The group has successfully compromised small-to-mid-sized businesses—including manufacturing organisations, banks, schools, & event & meeting planning companies—in multiple countries starting as early as Sept., researchers from MTIC & Microsoft Digital Security Unit (MDSU) stated in a blog post published Thurs.
Encrypt All Files
H0lyGh0st’s standard method is to use a namesake ransomware to encrypt all files on the target device using the file extension .h0lyenc, then send the victim a sample of the files as proof.
The group interacts with victims on a .onion site that it maintains & on which it provides a contact form for victims to get in touch, researchers explained.
The group typically demands payment in Bitcoin in exchange for restoring access to the files. On its website, H0lyGh0st claims that it will not sell or publish victim data if they pay, researchers outlined.
However, it uses double-extortion to pressurise targets to pay, threatening to publish stolen data on social media or send it to the victims’ customers if they don’t meet ransom demands.
Introducing H0lyGh0st
H0lyGh0st’s ransomware campaigns are financially motivated, with researchers observing text linked to a ransom note that they intercepted in which attackers claim they aim to “close the gap between the rich & poor,” researchers suggested.
“They also attempt to legitimise their actions by claiming to increase the victim’s security awareness by letting the victims know more about their security posture,” they surmised
DEV-0530 also has connections with another N. Korean-based group tracked as PLUTONIUM, also known as Dark Seoul or Andariel, according to MSTIC, with researchers observing communications between the 2 groups. H0lyGh0st also has been seen using tools created exclusively by PLUTONIUM, they stated.
2 Families
Since it began using ransomware in June 2021 & until May 2022, H0lyGh0st has employed 2 custom-developed malware families–Sienna Purple & Sienna Blue, researchers explained. MSTIC identified 4 variants linked to these families: BTLC_C.exe, HolyRS.exe, HolyLock.exe, & BLTC.exe.
BTLC_C.exe is written in C++ & is classified as Sienna Purple, while the rest are written in the open source Go programming language, researchers observed. All of the variants are compiled into .exe to target Windows systems, they outlined.
Portable Ransomware
BLTC_C.exe is a portable ransomware developed by the group that was 1st seen in June 2021. However, it may have been an early version of the group’s development efforts, as it does not have many features compared to all malware variants in the Sienna Blue family, researchers explained.
Later in the group’s evolution, between Oct. 2021 & May 2022, MSTIC observed a cluster of new DEV-0530 ransomware variants written in Go, which they classify as Sienna Blue variants, they said.
Although new Go functions have been added to the various variants over time, all the ransomware in the Sienna Blue family share the same core Go functions, researchers observed. These features include various encryption options, string obfuscation, public key management, & support for the internet & intranet, researchers outlined.
Recent Variant
The latest ransomware variant to be used by the group is BTLC.exe, which researchers have seen in the wild since April of 2022, they said.

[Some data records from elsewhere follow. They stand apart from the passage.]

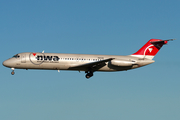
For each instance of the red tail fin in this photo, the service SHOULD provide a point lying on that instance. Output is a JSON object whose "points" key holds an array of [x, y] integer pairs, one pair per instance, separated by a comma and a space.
{"points": [[150, 49]]}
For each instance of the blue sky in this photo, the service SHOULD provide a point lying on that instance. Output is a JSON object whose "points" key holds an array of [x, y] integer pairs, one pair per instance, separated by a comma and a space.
{"points": [[90, 27]]}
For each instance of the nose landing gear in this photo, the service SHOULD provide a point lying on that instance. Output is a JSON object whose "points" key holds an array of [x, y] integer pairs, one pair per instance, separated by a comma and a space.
{"points": [[12, 73], [89, 74]]}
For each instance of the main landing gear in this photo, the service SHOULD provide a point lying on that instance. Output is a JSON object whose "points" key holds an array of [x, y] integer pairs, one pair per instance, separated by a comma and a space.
{"points": [[89, 74], [12, 73]]}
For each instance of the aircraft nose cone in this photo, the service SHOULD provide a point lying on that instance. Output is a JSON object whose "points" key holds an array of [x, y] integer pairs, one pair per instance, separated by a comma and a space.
{"points": [[7, 63]]}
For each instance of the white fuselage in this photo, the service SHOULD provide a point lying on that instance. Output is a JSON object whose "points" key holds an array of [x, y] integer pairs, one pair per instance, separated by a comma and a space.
{"points": [[56, 61]]}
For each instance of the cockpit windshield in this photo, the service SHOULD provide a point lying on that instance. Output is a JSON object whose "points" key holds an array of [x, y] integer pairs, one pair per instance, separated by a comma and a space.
{"points": [[16, 56]]}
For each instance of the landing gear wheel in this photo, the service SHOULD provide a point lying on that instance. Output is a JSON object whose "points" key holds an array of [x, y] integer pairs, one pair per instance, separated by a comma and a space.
{"points": [[12, 73]]}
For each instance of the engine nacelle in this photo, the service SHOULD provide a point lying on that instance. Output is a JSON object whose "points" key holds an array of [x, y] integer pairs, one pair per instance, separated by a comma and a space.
{"points": [[122, 62]]}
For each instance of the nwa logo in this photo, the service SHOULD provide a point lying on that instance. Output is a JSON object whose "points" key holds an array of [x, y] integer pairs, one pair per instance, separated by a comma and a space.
{"points": [[39, 58]]}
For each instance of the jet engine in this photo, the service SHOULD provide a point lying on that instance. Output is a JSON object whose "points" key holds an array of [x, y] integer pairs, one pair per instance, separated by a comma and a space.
{"points": [[122, 63]]}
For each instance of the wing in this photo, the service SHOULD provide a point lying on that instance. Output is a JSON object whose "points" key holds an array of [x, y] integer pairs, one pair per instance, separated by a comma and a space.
{"points": [[92, 66]]}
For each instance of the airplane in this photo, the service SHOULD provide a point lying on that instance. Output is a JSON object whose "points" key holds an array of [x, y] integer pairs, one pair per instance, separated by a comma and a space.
{"points": [[86, 62]]}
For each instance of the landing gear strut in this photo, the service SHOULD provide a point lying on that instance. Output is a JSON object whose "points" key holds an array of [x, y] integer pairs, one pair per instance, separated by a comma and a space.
{"points": [[12, 73], [89, 74]]}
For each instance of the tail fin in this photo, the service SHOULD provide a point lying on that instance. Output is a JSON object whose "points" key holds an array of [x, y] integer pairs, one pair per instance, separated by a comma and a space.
{"points": [[150, 49]]}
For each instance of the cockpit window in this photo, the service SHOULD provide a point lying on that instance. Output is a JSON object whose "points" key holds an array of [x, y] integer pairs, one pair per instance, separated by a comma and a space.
{"points": [[16, 56]]}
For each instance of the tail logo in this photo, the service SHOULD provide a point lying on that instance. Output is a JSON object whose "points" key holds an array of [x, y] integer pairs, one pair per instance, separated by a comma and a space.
{"points": [[150, 49]]}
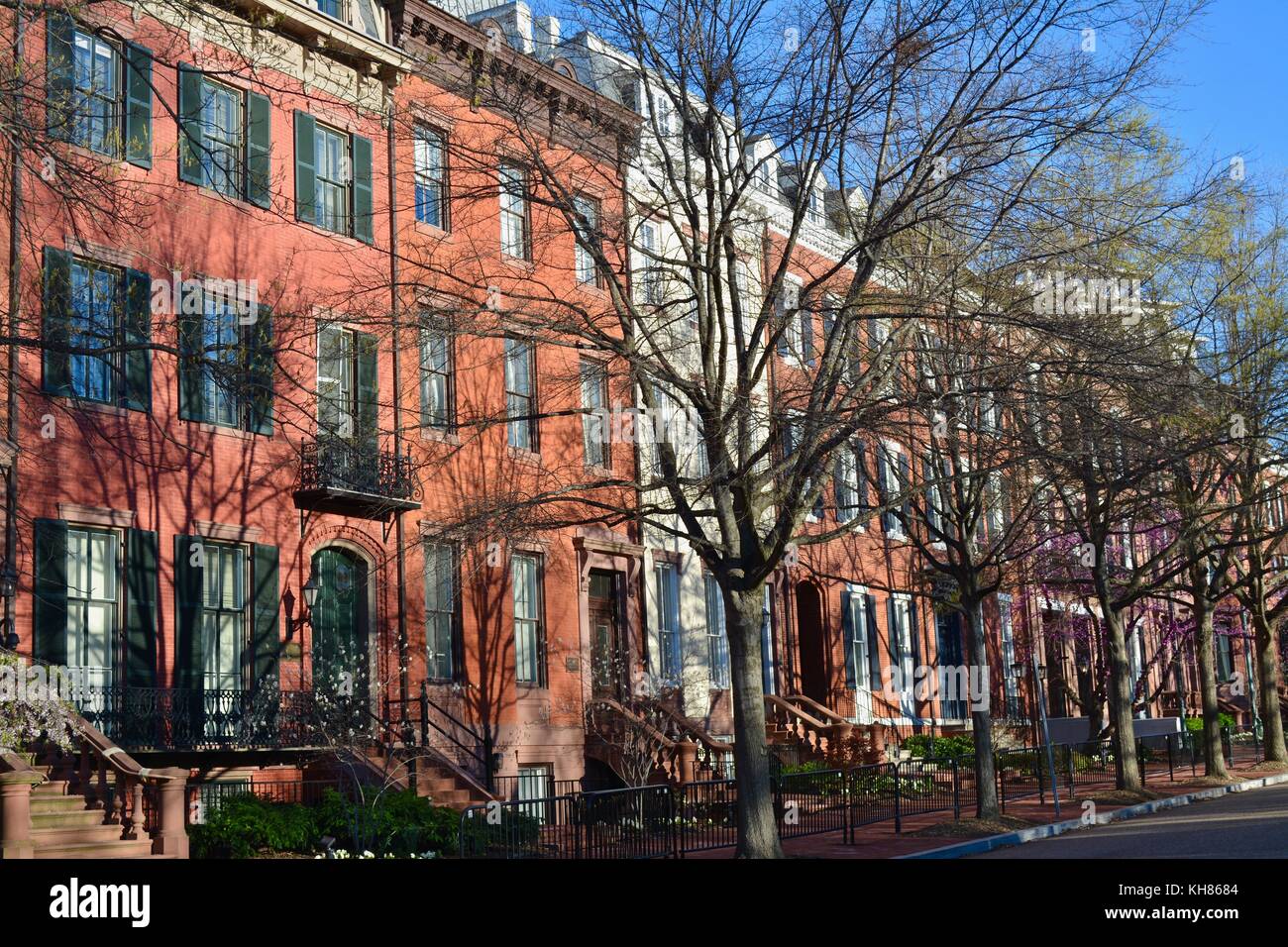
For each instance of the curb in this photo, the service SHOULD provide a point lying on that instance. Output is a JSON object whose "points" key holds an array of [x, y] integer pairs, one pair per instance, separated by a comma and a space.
{"points": [[1048, 831]]}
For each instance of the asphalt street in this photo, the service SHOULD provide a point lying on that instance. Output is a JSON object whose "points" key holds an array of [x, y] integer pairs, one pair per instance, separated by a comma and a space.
{"points": [[1239, 825]]}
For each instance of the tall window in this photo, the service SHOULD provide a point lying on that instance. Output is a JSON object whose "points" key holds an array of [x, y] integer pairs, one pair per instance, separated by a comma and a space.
{"points": [[717, 635], [439, 609], [649, 274], [668, 579], [91, 603], [95, 309], [593, 399], [587, 241], [528, 631], [854, 620], [223, 145], [223, 616], [1010, 674], [514, 211], [430, 176], [95, 94], [334, 179], [436, 379], [519, 394]]}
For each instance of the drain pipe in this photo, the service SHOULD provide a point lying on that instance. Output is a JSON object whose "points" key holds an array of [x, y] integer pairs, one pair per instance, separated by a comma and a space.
{"points": [[11, 532], [399, 556]]}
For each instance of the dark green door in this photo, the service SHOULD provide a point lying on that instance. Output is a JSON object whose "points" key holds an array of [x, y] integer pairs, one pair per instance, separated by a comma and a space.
{"points": [[340, 624]]}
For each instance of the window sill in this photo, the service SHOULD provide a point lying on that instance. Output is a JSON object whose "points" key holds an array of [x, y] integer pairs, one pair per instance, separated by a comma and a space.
{"points": [[438, 436], [523, 454]]}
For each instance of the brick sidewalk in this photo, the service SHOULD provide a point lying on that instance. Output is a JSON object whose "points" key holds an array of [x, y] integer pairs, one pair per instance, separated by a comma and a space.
{"points": [[880, 840]]}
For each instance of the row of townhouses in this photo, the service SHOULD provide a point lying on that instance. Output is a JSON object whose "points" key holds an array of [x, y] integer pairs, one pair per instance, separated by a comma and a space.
{"points": [[235, 479]]}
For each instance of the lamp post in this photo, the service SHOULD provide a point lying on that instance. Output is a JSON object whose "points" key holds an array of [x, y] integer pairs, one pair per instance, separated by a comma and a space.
{"points": [[1039, 697]]}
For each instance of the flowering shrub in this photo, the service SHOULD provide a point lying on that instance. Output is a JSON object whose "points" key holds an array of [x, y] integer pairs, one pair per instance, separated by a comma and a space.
{"points": [[30, 707]]}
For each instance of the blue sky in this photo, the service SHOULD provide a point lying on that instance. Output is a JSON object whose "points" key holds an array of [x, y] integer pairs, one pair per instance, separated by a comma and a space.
{"points": [[1229, 85]]}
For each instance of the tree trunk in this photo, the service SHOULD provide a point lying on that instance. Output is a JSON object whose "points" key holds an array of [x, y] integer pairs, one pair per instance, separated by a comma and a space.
{"points": [[1267, 684], [758, 827], [1214, 758], [1126, 764], [982, 720]]}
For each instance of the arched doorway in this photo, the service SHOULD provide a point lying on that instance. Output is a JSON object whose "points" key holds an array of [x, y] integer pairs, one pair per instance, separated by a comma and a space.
{"points": [[811, 642], [340, 622]]}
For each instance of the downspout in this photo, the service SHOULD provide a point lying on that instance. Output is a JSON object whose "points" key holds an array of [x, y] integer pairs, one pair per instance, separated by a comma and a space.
{"points": [[11, 534], [399, 554]]}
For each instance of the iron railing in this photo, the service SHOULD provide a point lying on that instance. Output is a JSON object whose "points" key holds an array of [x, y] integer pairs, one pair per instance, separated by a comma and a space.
{"points": [[356, 467]]}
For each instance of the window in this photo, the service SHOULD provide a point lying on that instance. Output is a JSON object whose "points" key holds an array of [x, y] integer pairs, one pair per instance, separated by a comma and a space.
{"points": [[1010, 674], [91, 603], [528, 631], [441, 583], [514, 211], [535, 784], [854, 621], [587, 241], [668, 582], [334, 179], [593, 424], [850, 486], [95, 307], [649, 273], [348, 385], [223, 616], [717, 635], [430, 176], [95, 94], [519, 398], [437, 392]]}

BTLC.exe can be configured to connect to a network share using the default username, password, & intranet URL hardcoded in the malware if the Server Base URL is not accessible from the device, researchers stated.
Persistence Mechanism
The malware also includes a persistence mechanism in which it creates or deletes a scheduled task called lockertask that can launch the ransomware.
Once the malware is successfully launched as an administrator, it tries to connect to the default Server Base URL hardcoded in the malware, attempts to upload a public key to the C2 server, & encrypts all files in the victim’s drive, they concluded.